Data Model : Wikipedia

Data modeling is the process of creating a visual representation of either a whole information system or parts of it to communicate connections between data points and structures. The goal is to illustrate the types of data used and stored within the system, the relationships among these data types, the ways the data can be grouped and organized and its formats and attributes.

IBM : Data Modelling

Observations

  • Data modelling and data models are foundational to all information systems.
  • Data modelling brings a deeper understanding to data.
  • A data model assists reasoning about, and managing data.
  • Well modelled data greatly increase the data’s value.
  • Properly modelling data upfront sets the data-intensive project up for success.
  • Failing to properly model data early on in the project introduces a lot of risk and unknowns - data debt.
  • Per definition, a data model has a fixed scope and can only model so much, and this is acceptable and even desirable since it narrows focus to what is really important.

Profiling raw data

The most important task in any data modelling project is profiling the data in order to develop a sufficient understanding to drive the modelling. Without a sufficiently complete comprehension of the data, it is impossible to model the data effectively. Profiling the data involves extensively exploring the data’s schema, types, typical values, relationships and identifying unique keys. This is most often performed through querying raw data using SQL, Pyspark, Excel or any other tool that allows for rapid querying. Although you might be so fortunate to have other documentation at your disposal explaining the data, you still need to query it to verify all assertions.

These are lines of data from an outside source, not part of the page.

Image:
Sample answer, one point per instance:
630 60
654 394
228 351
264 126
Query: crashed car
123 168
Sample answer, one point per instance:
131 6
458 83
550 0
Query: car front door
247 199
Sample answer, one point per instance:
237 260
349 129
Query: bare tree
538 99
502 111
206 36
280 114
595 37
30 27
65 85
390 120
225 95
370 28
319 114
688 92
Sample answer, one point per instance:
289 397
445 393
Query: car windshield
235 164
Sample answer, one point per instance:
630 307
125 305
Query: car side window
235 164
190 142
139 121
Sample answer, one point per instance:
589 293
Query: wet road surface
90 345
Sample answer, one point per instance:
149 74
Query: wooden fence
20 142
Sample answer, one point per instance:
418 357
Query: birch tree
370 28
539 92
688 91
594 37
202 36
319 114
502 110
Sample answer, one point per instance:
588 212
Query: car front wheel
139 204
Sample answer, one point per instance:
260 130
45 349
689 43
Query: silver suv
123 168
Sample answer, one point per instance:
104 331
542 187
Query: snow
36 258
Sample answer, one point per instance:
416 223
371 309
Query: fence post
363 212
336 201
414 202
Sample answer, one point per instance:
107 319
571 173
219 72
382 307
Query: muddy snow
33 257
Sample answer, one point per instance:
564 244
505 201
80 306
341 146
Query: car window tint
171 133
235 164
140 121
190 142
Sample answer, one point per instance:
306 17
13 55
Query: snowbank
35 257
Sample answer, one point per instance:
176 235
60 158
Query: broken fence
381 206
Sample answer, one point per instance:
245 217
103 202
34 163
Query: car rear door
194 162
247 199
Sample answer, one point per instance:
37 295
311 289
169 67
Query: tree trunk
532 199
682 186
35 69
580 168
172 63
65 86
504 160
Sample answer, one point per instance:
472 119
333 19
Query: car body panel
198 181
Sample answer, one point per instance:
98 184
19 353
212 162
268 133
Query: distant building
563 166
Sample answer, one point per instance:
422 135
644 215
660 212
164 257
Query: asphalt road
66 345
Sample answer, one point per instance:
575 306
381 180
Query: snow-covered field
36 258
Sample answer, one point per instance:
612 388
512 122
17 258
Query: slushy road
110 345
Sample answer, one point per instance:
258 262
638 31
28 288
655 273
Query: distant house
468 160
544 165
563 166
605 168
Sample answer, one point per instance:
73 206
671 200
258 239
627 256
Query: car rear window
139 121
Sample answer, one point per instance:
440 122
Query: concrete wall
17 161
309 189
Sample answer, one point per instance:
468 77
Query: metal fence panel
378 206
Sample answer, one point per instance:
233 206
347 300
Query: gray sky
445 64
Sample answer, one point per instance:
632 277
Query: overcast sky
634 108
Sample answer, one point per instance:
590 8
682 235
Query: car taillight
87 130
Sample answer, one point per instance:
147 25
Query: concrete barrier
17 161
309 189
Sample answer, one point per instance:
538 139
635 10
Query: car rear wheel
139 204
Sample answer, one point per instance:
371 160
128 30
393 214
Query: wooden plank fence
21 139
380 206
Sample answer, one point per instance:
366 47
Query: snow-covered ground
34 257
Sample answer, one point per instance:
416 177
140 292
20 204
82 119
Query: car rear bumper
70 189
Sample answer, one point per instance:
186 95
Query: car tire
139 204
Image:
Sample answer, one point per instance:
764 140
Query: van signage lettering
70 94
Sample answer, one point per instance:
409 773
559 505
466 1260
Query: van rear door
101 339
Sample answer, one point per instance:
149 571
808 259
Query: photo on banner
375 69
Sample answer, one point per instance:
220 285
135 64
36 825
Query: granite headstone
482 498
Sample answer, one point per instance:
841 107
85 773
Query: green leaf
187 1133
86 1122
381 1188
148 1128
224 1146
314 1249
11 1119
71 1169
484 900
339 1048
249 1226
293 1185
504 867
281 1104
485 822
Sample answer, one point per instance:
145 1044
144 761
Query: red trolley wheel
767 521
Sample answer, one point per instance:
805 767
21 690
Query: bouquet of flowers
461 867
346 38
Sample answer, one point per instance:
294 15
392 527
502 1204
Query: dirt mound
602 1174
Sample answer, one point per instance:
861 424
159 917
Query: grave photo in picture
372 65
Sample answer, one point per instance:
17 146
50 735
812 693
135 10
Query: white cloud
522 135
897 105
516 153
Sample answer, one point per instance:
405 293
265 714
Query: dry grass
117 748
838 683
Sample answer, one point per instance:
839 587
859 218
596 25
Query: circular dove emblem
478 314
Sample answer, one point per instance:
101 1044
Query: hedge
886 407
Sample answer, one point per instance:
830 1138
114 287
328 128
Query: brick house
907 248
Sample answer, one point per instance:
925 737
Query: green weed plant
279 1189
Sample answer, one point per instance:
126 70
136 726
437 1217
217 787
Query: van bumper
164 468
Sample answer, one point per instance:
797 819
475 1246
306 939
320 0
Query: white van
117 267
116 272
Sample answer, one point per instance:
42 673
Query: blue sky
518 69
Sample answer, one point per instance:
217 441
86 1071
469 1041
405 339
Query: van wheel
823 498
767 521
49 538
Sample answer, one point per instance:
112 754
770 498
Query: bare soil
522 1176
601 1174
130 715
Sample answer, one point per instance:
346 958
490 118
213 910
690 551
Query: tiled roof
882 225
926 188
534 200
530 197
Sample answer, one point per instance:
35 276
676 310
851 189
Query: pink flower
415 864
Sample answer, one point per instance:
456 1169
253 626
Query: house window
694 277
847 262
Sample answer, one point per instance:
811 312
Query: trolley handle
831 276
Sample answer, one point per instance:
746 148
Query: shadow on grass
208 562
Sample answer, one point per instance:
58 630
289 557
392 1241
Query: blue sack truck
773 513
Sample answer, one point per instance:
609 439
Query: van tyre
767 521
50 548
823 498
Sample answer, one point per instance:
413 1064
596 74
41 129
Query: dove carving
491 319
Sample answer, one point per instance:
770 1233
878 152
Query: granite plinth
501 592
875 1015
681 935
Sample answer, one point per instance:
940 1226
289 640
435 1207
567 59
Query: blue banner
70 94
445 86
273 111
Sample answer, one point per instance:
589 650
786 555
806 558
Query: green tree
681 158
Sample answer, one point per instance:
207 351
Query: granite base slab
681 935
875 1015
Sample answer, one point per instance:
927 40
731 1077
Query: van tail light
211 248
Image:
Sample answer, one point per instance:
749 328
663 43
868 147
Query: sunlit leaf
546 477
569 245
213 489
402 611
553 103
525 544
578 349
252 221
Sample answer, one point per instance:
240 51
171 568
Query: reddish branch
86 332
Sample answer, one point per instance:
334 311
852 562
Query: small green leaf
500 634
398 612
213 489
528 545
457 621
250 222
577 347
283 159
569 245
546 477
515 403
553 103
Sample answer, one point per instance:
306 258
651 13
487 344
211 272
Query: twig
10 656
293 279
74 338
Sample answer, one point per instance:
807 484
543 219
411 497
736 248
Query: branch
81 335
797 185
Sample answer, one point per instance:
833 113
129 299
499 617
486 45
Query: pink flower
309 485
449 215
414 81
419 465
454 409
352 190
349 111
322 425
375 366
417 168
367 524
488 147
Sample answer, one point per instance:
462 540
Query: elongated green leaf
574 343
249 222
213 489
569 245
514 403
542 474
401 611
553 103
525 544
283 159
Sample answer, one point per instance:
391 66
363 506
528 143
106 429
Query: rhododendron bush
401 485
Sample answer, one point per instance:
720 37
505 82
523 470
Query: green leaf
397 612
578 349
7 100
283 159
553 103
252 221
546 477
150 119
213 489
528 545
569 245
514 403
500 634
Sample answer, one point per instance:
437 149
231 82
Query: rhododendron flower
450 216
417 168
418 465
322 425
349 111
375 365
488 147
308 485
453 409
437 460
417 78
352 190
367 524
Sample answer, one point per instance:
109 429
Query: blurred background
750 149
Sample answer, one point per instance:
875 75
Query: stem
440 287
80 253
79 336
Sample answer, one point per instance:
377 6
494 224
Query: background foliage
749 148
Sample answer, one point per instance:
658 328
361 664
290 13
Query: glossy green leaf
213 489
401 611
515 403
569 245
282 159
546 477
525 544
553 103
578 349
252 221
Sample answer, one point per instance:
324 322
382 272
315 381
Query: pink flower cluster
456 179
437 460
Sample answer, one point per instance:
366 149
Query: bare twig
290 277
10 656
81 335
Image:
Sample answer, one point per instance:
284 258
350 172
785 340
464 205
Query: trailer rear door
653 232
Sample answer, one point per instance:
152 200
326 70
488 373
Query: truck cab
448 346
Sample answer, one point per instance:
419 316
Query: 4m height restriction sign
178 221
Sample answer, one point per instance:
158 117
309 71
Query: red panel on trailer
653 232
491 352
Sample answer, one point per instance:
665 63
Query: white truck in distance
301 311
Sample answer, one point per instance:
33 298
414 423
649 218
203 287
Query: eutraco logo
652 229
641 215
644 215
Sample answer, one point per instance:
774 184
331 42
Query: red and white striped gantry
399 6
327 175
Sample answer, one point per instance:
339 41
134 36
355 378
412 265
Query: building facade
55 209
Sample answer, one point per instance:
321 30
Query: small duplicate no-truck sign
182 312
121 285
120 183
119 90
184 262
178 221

Give yourself enough time to properly and thoroughly understand your raw data! You will not regret the time spent.

About Data Vault

Essentially, a “data vault” is a layer between raw data and purpose built data warehouses. We have these challenges to overcome:

  • we do not want to tamper with raw data because our tampering might be faulty, yet we want to be able to easily revisit raw data
  • reprocessing everything from raw source is too complicated and expensive
  • we want to keep track of changes in the data (CDC) in a storage technology independant manner
  • we want to capture and encode what we have found out structurally about our raw data so that everyone else can benefit from this understanding
  • because we ingest frequently we want to optimise for fast, cheap and scalable insert

Peter ter Braake, in his book “Data Modeling for Azure Data Services” puts it this way:

The general idea is to build a layer between the data’s origin, the line-of-business applications, and its analytical use in a dimensionally modeled data mart that is optimized for specific usage. The data warehouse is the layer that should be stable over time. When processes or legislation change, the data itself does not, so the data warehouse should not. In that way, you create a repository to store historical data. The repository, the data warehouse, should be optimized for the long-term storage of historical data. It should be flexible in that when new types of data are introduced, new data should be easy to add to the data warehouse. By now, we know that when you optimize any type of database for a certain use case, it probably is not optimized to do something else. A Data Vault data warehouse is optimized for the long-term, flexible storing of historical data. It will, most of the time, show really bad query performance for the types of queries that we write to create reports. It is not made for using the data at all.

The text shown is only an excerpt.